For one person's liberty to expand (radically or not), at least one other person's liberty must contract.
I normally ignore Baker's increasingly shrill and fact free rantings about the GDPR, but comparing the decision to Dred Scott shows an absence of basic moral compass that is astonishing even for him. Scott perpetuated racist denial of freedom to individuals against the powerful state and entrenched economic interests of (0ften international) businesses. The Schremm decision does the opposite, protecting individuals against overpowering global businesses and abusive state power.
I get it in Baker's ideal world, we'd all sit around the table, palms up on the table so that the police officers lining the room (and operating the drones) can see if we are "up to no good" (which in the US seems now also to include all sorts of public protest) , but mercifully this is not (any longer) the European way.

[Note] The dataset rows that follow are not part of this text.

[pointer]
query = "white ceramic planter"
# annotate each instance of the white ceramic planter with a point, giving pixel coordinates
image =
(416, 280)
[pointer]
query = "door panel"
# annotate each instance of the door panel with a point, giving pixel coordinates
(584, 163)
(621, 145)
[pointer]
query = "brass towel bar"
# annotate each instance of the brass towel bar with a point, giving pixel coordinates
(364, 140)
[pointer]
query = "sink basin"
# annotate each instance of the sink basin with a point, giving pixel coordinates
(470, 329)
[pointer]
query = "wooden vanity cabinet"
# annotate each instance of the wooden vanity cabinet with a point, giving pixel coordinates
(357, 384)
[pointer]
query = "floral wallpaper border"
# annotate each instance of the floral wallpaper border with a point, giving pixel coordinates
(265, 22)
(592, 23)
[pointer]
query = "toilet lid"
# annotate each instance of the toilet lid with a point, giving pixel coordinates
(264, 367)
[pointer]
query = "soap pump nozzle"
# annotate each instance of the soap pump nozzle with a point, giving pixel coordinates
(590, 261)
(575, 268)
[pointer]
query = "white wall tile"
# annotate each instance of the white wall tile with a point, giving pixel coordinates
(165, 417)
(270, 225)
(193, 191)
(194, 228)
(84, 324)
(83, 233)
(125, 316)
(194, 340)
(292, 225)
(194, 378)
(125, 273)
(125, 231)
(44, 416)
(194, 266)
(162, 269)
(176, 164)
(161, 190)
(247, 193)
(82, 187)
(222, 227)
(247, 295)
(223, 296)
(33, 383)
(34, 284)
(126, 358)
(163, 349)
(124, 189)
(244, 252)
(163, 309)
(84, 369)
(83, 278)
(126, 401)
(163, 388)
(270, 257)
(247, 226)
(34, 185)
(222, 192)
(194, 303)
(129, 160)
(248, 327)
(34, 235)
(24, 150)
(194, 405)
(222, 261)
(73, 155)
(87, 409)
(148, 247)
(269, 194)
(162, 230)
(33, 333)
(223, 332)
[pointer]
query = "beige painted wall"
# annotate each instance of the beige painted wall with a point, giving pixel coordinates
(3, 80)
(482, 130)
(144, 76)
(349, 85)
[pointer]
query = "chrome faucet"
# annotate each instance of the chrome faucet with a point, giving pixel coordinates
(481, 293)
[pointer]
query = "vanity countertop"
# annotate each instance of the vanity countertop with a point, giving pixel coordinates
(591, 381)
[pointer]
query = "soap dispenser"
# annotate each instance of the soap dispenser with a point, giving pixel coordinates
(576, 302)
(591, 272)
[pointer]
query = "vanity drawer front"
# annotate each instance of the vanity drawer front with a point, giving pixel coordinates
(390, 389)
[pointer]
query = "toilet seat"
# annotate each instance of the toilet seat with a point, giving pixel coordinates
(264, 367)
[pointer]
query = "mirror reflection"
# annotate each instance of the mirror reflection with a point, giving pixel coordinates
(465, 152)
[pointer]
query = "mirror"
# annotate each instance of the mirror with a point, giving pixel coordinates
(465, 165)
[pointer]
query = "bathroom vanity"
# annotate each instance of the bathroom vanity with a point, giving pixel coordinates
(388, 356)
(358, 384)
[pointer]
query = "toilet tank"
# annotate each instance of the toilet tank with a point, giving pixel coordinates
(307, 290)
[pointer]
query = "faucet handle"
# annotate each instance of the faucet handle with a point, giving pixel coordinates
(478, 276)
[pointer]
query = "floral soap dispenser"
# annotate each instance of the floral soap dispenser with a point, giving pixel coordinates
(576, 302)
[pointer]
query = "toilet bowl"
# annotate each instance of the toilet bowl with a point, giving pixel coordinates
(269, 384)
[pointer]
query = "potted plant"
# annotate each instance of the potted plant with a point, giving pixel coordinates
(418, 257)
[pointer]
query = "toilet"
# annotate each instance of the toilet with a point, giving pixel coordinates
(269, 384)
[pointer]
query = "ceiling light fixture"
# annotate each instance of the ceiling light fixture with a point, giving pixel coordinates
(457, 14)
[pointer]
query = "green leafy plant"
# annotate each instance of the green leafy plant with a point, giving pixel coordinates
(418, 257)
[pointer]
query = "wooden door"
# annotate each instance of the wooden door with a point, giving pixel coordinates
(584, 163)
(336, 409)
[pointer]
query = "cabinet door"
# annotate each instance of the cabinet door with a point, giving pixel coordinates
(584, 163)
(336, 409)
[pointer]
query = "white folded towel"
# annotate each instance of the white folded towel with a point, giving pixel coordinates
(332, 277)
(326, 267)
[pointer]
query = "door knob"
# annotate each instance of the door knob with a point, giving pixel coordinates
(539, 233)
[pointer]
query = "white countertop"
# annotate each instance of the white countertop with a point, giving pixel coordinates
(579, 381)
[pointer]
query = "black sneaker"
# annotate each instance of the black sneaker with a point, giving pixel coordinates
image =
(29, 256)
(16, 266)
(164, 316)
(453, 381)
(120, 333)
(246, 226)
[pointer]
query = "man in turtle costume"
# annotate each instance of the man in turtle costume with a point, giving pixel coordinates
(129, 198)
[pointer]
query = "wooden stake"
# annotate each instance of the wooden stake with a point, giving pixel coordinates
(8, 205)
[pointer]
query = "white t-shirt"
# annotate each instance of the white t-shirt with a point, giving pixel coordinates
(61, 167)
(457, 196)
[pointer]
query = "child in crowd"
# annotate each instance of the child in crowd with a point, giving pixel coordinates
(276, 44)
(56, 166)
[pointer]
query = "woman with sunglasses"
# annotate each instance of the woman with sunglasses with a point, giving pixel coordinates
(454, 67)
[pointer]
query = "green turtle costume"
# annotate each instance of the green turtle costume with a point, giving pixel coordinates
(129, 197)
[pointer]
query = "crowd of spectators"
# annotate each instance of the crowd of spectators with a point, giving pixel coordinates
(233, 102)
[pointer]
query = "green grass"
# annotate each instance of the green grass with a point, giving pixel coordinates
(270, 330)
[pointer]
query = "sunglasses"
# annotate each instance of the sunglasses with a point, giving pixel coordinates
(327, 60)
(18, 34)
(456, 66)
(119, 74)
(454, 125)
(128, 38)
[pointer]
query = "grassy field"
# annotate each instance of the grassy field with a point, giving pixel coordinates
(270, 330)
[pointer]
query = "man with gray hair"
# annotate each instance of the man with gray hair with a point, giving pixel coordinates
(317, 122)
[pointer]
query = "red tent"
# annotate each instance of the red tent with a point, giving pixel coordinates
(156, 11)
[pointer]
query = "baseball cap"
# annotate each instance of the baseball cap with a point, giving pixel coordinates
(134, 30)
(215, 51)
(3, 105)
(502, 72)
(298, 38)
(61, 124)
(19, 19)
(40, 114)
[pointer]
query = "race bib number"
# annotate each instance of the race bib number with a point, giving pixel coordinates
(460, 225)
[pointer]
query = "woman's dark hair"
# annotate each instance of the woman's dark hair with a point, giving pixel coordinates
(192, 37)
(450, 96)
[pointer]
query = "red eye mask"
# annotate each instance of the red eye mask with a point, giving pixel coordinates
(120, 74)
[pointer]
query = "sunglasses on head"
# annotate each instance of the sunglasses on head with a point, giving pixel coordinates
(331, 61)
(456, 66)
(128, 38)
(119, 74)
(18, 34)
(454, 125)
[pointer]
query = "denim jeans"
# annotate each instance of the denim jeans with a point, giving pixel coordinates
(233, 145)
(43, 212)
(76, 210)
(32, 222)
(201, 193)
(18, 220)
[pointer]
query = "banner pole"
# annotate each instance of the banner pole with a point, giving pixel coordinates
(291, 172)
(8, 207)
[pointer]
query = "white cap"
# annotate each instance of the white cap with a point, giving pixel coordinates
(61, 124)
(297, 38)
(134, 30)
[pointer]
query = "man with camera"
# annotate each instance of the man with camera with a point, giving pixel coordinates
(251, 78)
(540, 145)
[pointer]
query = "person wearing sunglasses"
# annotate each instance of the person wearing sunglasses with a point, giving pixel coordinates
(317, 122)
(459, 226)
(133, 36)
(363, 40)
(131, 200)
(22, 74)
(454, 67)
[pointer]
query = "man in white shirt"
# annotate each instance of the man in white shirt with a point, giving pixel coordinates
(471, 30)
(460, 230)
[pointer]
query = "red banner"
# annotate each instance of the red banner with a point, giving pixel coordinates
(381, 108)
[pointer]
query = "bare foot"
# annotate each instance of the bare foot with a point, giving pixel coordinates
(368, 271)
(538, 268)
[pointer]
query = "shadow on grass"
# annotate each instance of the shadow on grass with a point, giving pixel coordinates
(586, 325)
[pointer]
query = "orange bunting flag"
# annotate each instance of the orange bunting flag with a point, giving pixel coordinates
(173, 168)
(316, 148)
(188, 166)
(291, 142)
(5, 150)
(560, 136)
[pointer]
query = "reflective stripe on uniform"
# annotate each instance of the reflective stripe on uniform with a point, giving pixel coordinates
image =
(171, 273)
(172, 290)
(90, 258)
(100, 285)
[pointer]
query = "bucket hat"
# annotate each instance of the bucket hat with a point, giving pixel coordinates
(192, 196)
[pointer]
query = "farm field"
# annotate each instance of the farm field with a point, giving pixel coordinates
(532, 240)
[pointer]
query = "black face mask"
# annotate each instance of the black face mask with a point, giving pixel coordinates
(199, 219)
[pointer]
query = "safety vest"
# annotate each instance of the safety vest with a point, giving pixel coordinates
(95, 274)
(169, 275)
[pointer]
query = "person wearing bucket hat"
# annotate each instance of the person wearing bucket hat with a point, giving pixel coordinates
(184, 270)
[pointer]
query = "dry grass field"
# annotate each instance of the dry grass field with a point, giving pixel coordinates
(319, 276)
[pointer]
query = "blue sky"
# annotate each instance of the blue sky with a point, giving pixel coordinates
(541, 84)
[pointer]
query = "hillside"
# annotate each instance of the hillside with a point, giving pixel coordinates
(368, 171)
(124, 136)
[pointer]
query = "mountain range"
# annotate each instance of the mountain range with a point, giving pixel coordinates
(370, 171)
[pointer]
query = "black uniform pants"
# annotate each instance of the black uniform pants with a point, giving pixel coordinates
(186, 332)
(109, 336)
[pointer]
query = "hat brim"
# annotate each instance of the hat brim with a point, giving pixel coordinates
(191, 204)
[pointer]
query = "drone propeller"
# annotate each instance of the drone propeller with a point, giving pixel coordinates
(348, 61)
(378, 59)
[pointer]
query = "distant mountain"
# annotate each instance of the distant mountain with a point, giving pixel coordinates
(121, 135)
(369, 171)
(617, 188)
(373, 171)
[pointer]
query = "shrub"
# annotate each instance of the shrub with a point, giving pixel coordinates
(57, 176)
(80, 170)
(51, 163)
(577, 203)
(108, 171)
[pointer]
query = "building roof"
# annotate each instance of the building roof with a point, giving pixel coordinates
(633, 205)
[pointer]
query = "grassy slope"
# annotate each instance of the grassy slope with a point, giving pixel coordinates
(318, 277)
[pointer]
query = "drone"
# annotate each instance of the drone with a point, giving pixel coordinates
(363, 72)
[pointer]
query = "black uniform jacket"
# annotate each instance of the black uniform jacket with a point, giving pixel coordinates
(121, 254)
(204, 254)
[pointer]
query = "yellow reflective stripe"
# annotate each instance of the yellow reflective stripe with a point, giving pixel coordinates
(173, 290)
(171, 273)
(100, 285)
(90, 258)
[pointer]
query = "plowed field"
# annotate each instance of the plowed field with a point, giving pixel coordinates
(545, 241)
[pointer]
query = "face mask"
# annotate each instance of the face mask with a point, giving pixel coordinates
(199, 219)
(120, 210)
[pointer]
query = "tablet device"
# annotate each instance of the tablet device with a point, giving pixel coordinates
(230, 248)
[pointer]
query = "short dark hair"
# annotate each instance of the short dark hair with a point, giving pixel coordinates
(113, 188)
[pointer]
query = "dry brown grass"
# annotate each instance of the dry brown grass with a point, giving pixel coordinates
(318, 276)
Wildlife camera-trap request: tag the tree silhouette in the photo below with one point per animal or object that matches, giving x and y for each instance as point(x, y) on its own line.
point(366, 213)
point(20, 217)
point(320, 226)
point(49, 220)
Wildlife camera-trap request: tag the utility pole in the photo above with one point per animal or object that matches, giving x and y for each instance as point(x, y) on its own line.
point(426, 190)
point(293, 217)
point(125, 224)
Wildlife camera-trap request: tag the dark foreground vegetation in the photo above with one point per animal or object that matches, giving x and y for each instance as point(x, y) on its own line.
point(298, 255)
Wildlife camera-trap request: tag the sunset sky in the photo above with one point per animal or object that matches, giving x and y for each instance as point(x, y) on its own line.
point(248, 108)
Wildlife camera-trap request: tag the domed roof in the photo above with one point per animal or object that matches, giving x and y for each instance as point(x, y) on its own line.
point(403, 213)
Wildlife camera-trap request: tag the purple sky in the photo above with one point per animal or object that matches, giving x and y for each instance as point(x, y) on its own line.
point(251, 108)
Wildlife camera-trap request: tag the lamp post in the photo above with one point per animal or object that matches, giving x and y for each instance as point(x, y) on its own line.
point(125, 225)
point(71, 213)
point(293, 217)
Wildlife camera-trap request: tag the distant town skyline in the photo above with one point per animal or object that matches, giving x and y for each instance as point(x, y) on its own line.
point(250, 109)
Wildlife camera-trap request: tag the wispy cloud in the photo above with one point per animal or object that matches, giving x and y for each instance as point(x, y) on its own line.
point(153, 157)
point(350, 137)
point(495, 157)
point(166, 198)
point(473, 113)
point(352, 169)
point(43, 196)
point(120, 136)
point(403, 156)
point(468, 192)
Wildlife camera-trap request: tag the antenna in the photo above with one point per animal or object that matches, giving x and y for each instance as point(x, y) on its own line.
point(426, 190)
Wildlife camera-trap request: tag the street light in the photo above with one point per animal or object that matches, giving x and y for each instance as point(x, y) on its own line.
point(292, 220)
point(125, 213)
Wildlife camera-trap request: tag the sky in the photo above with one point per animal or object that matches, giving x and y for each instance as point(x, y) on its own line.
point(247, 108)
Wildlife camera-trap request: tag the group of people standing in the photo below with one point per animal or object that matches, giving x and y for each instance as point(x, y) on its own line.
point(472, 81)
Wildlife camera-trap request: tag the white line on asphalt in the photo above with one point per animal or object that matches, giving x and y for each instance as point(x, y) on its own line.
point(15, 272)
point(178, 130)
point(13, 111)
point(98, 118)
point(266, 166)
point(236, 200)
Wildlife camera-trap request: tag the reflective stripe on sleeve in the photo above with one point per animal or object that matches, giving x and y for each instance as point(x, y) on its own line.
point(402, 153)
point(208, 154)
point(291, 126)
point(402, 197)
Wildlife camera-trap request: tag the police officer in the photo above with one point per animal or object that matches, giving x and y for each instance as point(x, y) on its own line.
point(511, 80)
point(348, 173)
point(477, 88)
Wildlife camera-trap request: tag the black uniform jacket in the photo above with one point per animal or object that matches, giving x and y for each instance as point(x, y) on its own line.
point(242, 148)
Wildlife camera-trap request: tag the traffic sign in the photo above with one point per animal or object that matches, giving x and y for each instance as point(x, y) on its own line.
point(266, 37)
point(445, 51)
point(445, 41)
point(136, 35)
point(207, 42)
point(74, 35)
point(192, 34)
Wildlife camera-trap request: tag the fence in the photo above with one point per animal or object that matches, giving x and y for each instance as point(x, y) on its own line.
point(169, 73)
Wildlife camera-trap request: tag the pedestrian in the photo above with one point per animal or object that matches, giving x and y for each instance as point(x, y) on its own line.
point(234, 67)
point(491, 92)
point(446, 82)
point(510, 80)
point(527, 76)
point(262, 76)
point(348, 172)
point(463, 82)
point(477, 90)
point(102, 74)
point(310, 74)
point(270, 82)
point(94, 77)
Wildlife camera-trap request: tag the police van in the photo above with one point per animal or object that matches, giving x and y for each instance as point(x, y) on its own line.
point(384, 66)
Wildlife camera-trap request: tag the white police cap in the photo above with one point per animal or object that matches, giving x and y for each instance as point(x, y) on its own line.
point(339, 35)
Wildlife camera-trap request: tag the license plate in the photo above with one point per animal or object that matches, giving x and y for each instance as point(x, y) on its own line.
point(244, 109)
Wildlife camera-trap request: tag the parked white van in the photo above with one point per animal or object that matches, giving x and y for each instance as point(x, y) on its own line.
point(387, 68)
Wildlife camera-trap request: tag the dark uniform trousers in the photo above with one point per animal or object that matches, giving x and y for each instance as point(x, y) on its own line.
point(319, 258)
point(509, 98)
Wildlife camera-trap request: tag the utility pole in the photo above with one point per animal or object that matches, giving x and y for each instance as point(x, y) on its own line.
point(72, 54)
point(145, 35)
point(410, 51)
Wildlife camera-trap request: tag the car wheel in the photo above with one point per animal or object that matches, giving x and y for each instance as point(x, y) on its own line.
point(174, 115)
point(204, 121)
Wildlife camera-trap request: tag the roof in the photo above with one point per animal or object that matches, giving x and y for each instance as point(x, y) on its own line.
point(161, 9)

The ECJ is much less politicised than Scotus, if you look at the appointment process, and what he mistakenly considers "arrogant" we call simply "applying the law without fear or favour" - the decision to give the GDPR extraterritorial reach is not a judicial invention but enshrined in the text - and in any case does not go beyond what the US does with the CLOUD Act e.g., just that that oen again favours polie, not citizens.
"(which in the US seems now also to include all sorts of public protest)"
Only the sorts of public "protest" that involve vandalism, arson, assault and battery. IOW, the sort of public protest that the word "rioting" describes.
But I agree with your point. It is a data protection ruling, it seems to accurately apply the law, and Baker just happens to object to data protection, because it can get in the way of governments that want the data.
Even the Chinese government, a notoriously vicious totalitarian state! Complaining of THAT was a new low for Baker.
How (and why) does such reliably right-wing authoritarianism regularly appear at a self-described "often libertarian" blog at a self-proclaimed "libertarian" website?
Faux libertarians are among my favorite culture war casualties.